At the core of the system is the ability to sense a miner’s location and body temperature, predict potential problems and recommend steps to avert health risks.

University of Arizona startup GUIA has licensed a mining communication and sensor platform developed by faculty in the UA’s College of Engineering and Lowell Institute for Mineral Resources. While the team’s initial focus for this “internet of things” system is mining, the company is looking to apply the technology to a number of other environments.

Pronounced “GI-a,” the company name comes from the Spanish word for “guide.”

The inventing team includes Moe Momayez, UA associate professor of mining and geological engineering; co-founder Mary Poulton, Distinguished Professor of Mining and Geological Engineering, and co-chairman of the board of directors of the Lowell Institute for Mineral Resources; and Oro Valley technology entrepreneur Sergio Cardona.

The team worked with Tech Launch Arizona, the office of the UA that commercializes inventions stemming from research, to define and patent the invention, identify and build the startup team, and license the technology. Through its Asset Development Program, TLA also provided funding to prepare the early-stage invention for the marketplace.

Mine workers wait for blasting to finish in the student-run San Xavier Mine near Tucson. (Photo credit: Pete Brown/UA College of Engineering)

Mine workers wait for blasting to finish in the student-run San Xavier Mine near Tucson. (Photo credit: Pete Brown/UA College of Engineering)

Known as the SMART Suite 5.0, the technology features sensors that can detect and report on components of worker health and safety, mine air quality, geolocation asset tracking, communication and ground stabilization detection. SMART, which stands for System for Managing Advanced Response Technology, is designed for minewide distributed sensing, monitoring and real-time communication across all mining operations. At the core of the system is the ability to sense a miner’s location and body temperature, predict potential problems and recommend steps to avert health risks.

According to the U.S. Department of Labor Mine Safety and Health Administration, there were 430 deaths from mining incidents between 2007 and 2017. SMART Suite 5.0 is the first unified, comprehensive, internet-of-things platform technology to integrate mine safety, miner health monitoring and asset tracking.

According to Momayez, the total direct and indirect cost of a single work site accident in the mining and construction industries can be devastating, with a possible economic impact of over $5 million per incident.
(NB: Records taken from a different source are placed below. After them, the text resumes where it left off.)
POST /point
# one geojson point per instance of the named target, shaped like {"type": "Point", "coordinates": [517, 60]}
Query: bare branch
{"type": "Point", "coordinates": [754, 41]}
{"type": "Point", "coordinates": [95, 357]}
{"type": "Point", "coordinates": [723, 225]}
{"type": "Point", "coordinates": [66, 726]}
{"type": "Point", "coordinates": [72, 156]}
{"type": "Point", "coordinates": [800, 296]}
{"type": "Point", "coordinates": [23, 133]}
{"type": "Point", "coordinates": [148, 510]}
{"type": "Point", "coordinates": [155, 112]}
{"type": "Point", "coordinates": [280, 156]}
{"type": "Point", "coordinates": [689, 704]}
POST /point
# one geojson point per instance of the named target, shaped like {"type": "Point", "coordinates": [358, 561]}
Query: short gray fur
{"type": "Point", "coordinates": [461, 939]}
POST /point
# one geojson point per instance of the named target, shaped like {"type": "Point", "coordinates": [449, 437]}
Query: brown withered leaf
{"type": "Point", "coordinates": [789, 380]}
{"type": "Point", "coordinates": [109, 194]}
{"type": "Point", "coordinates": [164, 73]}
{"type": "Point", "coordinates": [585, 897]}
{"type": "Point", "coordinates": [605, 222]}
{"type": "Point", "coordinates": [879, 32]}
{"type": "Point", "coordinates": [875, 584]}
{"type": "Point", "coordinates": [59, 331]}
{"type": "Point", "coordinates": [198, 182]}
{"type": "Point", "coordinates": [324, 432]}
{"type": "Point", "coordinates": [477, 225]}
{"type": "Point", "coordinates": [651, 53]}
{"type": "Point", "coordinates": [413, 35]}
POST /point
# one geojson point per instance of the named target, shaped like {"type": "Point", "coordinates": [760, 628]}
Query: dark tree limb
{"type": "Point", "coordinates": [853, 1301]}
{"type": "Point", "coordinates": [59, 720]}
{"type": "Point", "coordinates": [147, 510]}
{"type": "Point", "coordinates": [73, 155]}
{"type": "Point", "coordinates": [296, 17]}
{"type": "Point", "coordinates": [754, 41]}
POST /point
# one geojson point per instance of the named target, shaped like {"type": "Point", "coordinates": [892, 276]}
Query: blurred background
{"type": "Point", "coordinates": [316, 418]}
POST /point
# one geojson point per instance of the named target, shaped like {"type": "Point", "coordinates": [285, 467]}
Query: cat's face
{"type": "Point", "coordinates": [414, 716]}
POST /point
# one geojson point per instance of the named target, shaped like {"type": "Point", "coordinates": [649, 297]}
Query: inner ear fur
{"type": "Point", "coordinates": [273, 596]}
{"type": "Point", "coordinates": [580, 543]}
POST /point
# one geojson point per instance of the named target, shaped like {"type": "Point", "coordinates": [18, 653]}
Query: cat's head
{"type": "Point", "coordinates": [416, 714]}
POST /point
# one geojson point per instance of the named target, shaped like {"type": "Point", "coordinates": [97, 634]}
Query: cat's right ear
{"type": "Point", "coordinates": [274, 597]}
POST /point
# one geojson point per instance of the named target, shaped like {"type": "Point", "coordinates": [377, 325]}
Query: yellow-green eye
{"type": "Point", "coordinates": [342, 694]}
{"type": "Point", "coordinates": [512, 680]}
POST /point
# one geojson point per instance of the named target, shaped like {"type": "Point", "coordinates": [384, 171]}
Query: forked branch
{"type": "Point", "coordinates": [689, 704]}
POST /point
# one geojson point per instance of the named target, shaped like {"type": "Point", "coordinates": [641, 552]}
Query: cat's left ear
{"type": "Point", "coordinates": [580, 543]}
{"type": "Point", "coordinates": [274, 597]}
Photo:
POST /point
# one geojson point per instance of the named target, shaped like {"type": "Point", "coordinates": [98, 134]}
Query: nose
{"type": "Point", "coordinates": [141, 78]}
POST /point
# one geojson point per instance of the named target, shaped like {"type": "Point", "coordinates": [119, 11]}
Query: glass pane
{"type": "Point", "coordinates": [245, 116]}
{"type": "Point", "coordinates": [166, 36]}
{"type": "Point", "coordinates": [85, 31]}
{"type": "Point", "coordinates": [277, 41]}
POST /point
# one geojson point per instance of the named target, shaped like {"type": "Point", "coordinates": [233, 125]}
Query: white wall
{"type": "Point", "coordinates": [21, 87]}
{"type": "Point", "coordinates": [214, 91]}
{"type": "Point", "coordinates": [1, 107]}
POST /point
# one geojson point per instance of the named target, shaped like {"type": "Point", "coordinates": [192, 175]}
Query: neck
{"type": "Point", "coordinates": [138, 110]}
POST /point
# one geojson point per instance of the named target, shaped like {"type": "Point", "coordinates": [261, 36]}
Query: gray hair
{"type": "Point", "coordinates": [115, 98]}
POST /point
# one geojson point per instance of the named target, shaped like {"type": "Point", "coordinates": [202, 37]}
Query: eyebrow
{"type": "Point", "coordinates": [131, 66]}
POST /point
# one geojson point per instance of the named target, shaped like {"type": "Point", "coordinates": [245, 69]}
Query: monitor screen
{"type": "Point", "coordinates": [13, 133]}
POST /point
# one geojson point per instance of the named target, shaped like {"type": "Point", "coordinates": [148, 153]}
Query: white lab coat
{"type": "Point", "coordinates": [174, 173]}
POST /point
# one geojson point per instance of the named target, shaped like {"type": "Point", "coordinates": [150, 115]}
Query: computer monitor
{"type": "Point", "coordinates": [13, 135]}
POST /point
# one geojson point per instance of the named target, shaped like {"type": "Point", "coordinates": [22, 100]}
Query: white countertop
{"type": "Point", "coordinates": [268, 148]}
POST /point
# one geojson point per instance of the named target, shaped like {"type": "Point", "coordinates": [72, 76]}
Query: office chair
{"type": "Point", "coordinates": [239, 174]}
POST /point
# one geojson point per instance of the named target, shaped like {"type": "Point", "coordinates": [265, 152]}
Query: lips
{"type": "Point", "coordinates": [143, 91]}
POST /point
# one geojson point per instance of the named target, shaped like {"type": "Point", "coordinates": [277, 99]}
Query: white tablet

This includes expenses such as basic financial costs, human costs (including rehabilitation, death benefits, bodily injury indemnities and income replacement) and a significant, potentially crippling loss of productivity.

“GUIA is the only company on the market addressing this serious issue by offering a single, integrated technology,” Momayez said. “SMART Suite is at the vanguard of today’s available technologies to monitor mine environment, worker health, reduce operational risk and improve safety.”

Mark Baker, a Tucson entrepreneur and TLA commercialization partner, and Phoenix semiconductor veteran Lanny M. Brown also have joined the team as senior advisers.

“It was a wonderful experience to work with the GUIA team as a mentor during TLA’s I-Corp program, and subsequently to help them leverage the opportunity TLA provided to advance their concept beyond the lab and into the market,” said Baker, whose decades of experience as a successful entrepreneur are helping GUIA to move forward quickly and minimize errors typically encountered in the process of commercialization.

“This technology will be useful any place where the environment or location can impact employee health and safety, such as for first responders or industrial manufacturing situations,” said TLA senior licensing manager Bob Sleeper, who led the commercialization project. “Future improvements in communications architecture will allow for a coarse mesh of sensors and communication devices spread out over many miles.”

TLA mentor-in-residence Kevin McLaughlin served as an adviser to the team throughout the process.

“It’s been a pleasure working with the GUIA team on their application of internet-of-things technology,” McLaughlin said. “They have developed a system that will positively impact the lives of people working in dangerous environments around the world.”